1. The lead-acid storage battery with the vibration-resistant support structure comprises a battery jar (7), an electrode group (1), a bus bar (2) and a cover plate (5); the method is characterized in that: the top of the busbar (2) is provided with a supporting mechanism (4), the supporting mechanism (4) comprises a reinforcing plate (41), side plates (42) and positioning columns (44), the two sides of the reinforcing plate (41) are respectively provided with the side plates (42), the reinforcing plate (41) is arranged at the top of the electrode group (1) in parallel, the bottom surfaces of the side plates (42) are connected with the busbar (2) in a gluing mode, the positioning columns (44) are vertically arranged on the surfaces of the side plates (42), the positions, opposite to the positioning columns (44), of the cover plate (5) are respectively provided with a positioning hole (52), the positioning columns (44) extend into the positioning holes (52), the positioning columns (44) and the cover plate (5) are fixed through locking mechanisms (6), and the locking mechanisms (6) are embedded into the positioning holes (52); the positioning column (44) is used for connecting the cover plate (5), the supporting mechanism (4) and the bus bar (2) into a whole.

2. The lead-acid battery with a vibration-resistant support structure of claim 1, wherein: the length of curb plate (42) with the length of busbar (2) is the same, the both ends surface of curb plate (42) all is equipped with reference column (44), reference column (44) are the rectangle and distribute four.

3. A lead-acid battery with a vibration-resistant support structure according to claim 1 or 2, characterized in that: the locking mechanism (6) comprises a locking screw (61) and a sealing ring (62), the locking screw (61) is in threaded connection with the positioning column (44), and the sealing ring (62) is sleeved at the connection position of the locking screw (61) and the positioning column (44); the locking screw (61) is used for fixing the positioning column (44) and the cover plate (5) into a whole.
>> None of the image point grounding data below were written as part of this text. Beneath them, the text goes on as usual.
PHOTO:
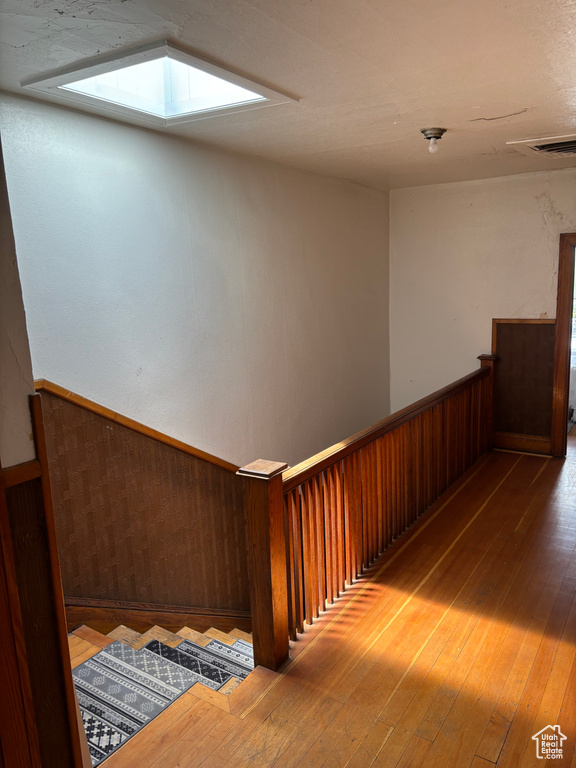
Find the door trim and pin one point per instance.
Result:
(564, 303)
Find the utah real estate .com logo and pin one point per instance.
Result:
(549, 743)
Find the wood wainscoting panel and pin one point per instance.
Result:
(140, 521)
(33, 572)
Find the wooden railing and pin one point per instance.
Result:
(346, 505)
(300, 535)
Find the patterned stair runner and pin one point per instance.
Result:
(121, 689)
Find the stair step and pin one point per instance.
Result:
(195, 637)
(216, 634)
(94, 637)
(241, 635)
(125, 635)
(158, 633)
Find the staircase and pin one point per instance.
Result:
(138, 676)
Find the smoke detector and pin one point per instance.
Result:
(551, 146)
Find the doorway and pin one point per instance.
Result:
(563, 344)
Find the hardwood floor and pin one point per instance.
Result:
(454, 650)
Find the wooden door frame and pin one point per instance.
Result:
(564, 303)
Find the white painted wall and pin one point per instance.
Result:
(462, 254)
(235, 304)
(16, 381)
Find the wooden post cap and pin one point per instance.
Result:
(487, 357)
(262, 468)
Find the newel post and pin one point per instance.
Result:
(267, 561)
(488, 361)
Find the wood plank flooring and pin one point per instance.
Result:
(451, 652)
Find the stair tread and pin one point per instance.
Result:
(195, 637)
(216, 634)
(125, 635)
(239, 634)
(158, 633)
(92, 636)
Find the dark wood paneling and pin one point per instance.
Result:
(141, 521)
(18, 736)
(21, 473)
(104, 616)
(42, 385)
(523, 377)
(33, 571)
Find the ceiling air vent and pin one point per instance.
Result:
(554, 146)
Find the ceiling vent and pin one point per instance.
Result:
(552, 146)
4. The lead-acid battery with a vibration-resistant support structure of claim 3, wherein: the positioning hole (52) comprises an upper hole (521) and a lower hole (522), the upper hole (521) and the lower hole (522) are distributed in a step shape, the aperture of the upper hole (521) is larger than that of the lower hole (522), the top end nut part of the locking screw (61) and the sealing ring (62) are completely arranged in the upper hole (521), and the outer wall of the nut part is attached to the inner wall of the upper hole (521).
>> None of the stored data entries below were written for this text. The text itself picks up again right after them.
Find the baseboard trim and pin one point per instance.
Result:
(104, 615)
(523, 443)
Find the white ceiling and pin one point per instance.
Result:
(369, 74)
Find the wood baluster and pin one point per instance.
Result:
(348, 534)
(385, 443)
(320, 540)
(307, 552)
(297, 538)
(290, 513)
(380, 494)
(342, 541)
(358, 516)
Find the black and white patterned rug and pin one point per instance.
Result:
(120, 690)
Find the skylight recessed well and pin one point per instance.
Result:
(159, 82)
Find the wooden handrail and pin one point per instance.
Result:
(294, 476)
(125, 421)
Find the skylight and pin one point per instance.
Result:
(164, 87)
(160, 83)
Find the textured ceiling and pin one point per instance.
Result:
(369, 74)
5. The lead-acid battery with a vibration-resistant support structure of claim 4, wherein: the locking mechanism (6) further comprises a sealing layer (63), the sealing layer (63) is filled in the top of the inner portion of the upper hole (521), and the sealing layer (63) is arranged on the top of the locking screw (61).
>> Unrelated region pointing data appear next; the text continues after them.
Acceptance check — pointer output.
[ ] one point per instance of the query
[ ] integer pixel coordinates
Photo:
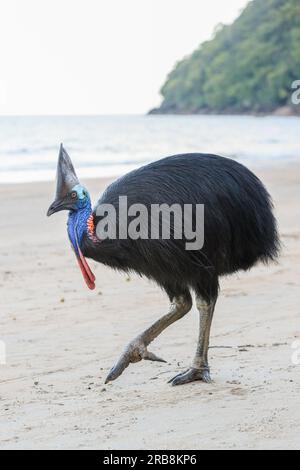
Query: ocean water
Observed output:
(112, 145)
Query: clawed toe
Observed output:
(191, 375)
(135, 352)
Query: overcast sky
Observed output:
(97, 56)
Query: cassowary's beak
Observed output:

6. The lead-acid battery with a vibration-tolerant support structure of claim 5, wherein: the supporting mechanism (4) further comprises baffle plates (43), the baffle plates (43) are vertically and symmetrically arranged on the bottom surfaces of the side plates (42), and the two baffle plates (43) are clamped and attached to the side walls of the busbar (2).

7. The lead-acid battery with a vibration-tolerant support structure of claim 6, wherein: the busbar electric connection has utmost point post (22), the inside of gusset plate (41) is opened and is supplied first utmost point post hole (411) that utmost point post (22) run through, a plurality of perforation (412) have been seted up to the inside of gusset plate (41).